ICA of fMRI studies: new approaches and cutting edge applications
- 1High Field MR Centre, Department of Biomedical Imaging and Image-guided Therapy, Medical University of Vienna, Vienna, Austria
- 2Department of Biomedical Imaging and Image-guided Therapy, Medical University of Vienna, Vienna, Austria
Independent component analysis (ICA) is the most commonly used and most diversely applicable exploratory method for the analysis of functional magnetic resonance imaging (fMRI) data. Over the last 10 years it has offered a wealth of insights into brain function during task execution and in the resting state.
Independent component analysis is a blind source separation method that was originally applied to identify technical and physiological artifacts in fMRI, and to allow their removal prior to analysis with model-based approaches. It has matured into a method capable of offering a stand-alone assessment of activation on a sound statistical footing. Recent innovations have taken on the challenges of how components should be combined over subjects to allow group inferences, and how activation identified with ICA might be compared between groups – of patients and controls – for instance. Its reputation having been bolstered by multiple successes in the investigation of resting-state networks, ICA is being applied in other cutting edge uses of fMRI; in multivariate pattern analysis, real-time fMRI, in utero studies, with a wide variety of paradigms and stimulus types and with challenging tasks with patients at ultra-high field. These are testament both to ICA’s flexibility and its evolving role both in basic neuroscience and clinical applications of fMRI.
This Research Topic has attracted 19 contributions from the most renowned researchers in the field, including the inventor of Fast ICA, Aapo Hyvärinen (Hyvärinen and Ramkumar, 2013), and the authors of the most widely used ICA software for fMRI – Christian Beckmann (FSL’s MELODIC) and Vince Calhoun (GIFT). The capacity of ICA to find common patterns of activation in huge cohorts of subjects is demonstrated by the parallel computing approach described by Kalcher et al. (2012) and the use of ICA with cutting edge MR methods are presented by the groups of Stefan Posse [Echo Volume Imaging (Posse et al., 2013)], Markus Barth [EEG-fMRI (Meyer et al., 2013) and Ultra-Fast Generalized Inverse Imaging (Boyacioglu et al., 2013)], and Jorge Jovicich [real-time fMRI (Soldati et al., 2013a,b)].

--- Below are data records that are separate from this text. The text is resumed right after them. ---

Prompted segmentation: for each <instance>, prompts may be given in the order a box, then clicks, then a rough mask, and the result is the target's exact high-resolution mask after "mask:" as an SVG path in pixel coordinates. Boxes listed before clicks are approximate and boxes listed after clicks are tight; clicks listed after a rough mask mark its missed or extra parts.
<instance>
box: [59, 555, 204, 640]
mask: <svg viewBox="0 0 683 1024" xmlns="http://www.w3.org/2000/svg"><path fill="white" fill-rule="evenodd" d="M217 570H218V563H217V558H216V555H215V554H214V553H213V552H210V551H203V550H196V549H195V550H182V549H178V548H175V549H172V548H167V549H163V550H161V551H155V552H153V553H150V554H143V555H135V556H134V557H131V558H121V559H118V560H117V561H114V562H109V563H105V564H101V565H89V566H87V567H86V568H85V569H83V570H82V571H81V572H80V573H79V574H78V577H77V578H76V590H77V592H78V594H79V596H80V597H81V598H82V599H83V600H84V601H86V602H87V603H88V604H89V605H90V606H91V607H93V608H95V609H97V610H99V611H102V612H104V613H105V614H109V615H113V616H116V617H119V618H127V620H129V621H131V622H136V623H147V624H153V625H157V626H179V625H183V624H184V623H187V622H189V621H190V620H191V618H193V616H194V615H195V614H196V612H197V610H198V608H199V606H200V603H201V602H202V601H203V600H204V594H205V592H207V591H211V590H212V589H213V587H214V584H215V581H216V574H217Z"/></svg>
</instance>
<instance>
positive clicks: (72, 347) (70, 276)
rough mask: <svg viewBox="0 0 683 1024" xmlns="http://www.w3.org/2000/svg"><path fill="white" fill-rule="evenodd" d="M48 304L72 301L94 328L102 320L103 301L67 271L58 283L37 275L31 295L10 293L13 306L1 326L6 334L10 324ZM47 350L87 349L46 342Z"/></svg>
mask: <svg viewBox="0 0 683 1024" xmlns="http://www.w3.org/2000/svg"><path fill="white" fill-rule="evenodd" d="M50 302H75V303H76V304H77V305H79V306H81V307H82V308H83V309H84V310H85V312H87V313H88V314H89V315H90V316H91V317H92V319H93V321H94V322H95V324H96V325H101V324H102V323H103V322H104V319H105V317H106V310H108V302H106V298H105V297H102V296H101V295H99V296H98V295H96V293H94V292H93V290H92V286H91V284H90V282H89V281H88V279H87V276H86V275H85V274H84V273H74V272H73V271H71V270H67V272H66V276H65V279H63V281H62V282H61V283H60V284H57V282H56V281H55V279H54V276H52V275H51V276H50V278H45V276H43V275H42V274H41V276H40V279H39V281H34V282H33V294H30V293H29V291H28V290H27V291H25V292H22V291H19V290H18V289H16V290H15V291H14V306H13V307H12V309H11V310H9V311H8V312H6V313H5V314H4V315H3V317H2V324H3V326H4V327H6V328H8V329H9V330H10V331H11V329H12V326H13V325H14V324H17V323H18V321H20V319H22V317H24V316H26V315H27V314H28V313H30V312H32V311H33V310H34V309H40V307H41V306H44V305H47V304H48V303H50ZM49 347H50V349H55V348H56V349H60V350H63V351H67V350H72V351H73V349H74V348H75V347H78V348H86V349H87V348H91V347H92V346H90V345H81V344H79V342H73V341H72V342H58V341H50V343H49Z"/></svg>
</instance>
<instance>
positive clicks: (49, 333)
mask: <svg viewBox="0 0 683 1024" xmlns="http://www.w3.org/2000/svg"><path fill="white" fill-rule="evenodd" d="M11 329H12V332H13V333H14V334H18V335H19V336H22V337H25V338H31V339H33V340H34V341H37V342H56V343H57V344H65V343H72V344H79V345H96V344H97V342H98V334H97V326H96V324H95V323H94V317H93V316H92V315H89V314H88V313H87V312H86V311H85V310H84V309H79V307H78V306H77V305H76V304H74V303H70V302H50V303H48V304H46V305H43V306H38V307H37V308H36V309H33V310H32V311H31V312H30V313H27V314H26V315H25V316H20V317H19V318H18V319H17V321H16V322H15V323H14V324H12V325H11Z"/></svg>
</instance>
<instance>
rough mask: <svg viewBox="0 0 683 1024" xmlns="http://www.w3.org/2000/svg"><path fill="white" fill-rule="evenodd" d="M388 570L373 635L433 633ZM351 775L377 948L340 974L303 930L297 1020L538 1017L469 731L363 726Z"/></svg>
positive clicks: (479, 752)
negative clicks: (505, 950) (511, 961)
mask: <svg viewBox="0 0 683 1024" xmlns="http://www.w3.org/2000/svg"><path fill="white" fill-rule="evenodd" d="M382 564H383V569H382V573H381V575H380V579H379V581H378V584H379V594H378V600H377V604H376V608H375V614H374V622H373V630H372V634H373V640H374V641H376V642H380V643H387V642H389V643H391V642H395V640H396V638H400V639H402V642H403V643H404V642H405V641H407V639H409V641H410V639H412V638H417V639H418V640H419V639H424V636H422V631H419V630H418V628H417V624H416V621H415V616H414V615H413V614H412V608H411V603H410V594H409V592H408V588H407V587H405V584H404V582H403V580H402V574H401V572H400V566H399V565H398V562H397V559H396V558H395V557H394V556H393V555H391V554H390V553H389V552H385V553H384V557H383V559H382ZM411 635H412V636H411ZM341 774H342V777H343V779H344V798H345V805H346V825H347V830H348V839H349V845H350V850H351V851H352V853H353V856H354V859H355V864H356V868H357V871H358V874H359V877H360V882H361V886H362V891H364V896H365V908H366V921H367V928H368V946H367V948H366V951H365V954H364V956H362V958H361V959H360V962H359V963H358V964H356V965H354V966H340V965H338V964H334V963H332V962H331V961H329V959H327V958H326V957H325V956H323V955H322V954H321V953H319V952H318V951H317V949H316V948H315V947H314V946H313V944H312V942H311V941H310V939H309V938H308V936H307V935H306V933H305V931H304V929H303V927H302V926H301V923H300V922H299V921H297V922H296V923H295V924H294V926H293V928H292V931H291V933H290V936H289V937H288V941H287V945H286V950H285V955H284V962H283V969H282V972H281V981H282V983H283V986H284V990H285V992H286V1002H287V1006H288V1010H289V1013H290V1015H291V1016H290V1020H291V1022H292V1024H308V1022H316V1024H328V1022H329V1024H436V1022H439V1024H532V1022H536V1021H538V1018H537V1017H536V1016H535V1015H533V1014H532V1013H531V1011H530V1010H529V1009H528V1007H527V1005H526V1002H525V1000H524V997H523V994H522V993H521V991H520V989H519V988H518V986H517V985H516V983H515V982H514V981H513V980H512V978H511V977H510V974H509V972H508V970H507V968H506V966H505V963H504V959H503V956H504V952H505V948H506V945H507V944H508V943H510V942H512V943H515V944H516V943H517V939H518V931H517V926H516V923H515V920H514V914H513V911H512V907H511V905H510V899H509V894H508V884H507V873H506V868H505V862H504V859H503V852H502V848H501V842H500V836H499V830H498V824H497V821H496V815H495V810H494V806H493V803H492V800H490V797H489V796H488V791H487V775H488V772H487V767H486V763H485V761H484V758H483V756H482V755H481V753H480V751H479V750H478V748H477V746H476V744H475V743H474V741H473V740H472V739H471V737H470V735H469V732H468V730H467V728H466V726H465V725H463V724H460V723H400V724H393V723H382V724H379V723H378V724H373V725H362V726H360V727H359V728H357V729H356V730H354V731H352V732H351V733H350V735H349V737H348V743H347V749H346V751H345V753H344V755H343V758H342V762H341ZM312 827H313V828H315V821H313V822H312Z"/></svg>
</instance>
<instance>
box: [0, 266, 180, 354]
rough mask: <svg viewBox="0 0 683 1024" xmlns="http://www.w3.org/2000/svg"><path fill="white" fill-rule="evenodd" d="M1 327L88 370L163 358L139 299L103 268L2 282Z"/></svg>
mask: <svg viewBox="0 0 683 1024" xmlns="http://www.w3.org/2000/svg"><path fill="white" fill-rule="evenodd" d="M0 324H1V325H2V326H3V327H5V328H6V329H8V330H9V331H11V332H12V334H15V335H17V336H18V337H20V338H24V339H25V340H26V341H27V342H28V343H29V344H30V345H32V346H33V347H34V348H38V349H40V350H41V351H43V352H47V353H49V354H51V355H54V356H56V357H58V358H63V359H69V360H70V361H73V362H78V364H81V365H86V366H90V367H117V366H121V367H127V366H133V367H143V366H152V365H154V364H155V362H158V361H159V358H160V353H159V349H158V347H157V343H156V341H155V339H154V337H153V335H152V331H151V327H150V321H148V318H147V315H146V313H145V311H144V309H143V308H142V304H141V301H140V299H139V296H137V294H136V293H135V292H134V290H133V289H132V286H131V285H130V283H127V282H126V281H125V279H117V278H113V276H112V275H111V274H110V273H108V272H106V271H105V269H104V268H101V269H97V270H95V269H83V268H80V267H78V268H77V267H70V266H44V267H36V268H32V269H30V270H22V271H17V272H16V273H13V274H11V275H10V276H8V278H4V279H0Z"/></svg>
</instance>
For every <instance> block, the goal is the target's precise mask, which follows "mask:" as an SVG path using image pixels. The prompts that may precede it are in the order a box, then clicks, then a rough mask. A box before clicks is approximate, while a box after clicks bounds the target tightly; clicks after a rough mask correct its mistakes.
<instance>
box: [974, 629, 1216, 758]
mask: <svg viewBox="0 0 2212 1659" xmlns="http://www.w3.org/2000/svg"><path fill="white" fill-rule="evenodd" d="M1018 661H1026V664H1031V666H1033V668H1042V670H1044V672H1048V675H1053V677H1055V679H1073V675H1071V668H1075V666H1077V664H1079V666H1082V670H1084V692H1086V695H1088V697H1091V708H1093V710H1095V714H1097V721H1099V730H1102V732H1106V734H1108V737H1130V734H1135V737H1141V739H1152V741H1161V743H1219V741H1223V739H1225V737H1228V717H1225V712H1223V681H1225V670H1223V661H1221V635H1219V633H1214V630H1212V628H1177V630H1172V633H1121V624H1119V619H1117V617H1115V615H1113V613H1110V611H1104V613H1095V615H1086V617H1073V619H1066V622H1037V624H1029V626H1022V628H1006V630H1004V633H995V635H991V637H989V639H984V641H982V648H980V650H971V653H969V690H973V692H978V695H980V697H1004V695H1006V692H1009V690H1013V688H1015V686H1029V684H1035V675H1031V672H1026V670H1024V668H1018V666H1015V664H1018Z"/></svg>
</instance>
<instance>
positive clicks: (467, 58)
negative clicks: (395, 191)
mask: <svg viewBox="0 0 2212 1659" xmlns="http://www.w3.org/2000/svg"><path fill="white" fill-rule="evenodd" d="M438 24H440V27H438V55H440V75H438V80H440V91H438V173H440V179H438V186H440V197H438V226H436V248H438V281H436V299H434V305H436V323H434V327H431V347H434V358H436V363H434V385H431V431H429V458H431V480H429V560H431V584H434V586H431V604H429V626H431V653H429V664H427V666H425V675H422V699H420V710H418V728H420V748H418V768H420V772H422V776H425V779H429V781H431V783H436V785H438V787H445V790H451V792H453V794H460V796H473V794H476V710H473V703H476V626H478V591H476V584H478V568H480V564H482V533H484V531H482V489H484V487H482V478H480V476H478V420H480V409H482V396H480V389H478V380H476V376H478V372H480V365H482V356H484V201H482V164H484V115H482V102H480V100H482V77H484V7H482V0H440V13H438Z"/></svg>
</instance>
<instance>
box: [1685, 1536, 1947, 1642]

Two articles in this research topic reflect the continued use of ICA to identify artifacts, using the temporal characteristics of components (Rummel et al., 2013) or both temporal and spatial features (Bhaganagarapu et al., 2013). In addition to using frequency signatures to identify noise, the frequencies of signal fluctuations during rest have been studied using temporal ICA (Boubela et al., 2013) and in ultra-fast generalized imaging (Boyacioglu et al., 2013), while Di et al. (2013) examine the influence of amplitude on resting-state connectivity and Balsters et al. (2013) assess the correlation between BOLD spectral power and working memory performance.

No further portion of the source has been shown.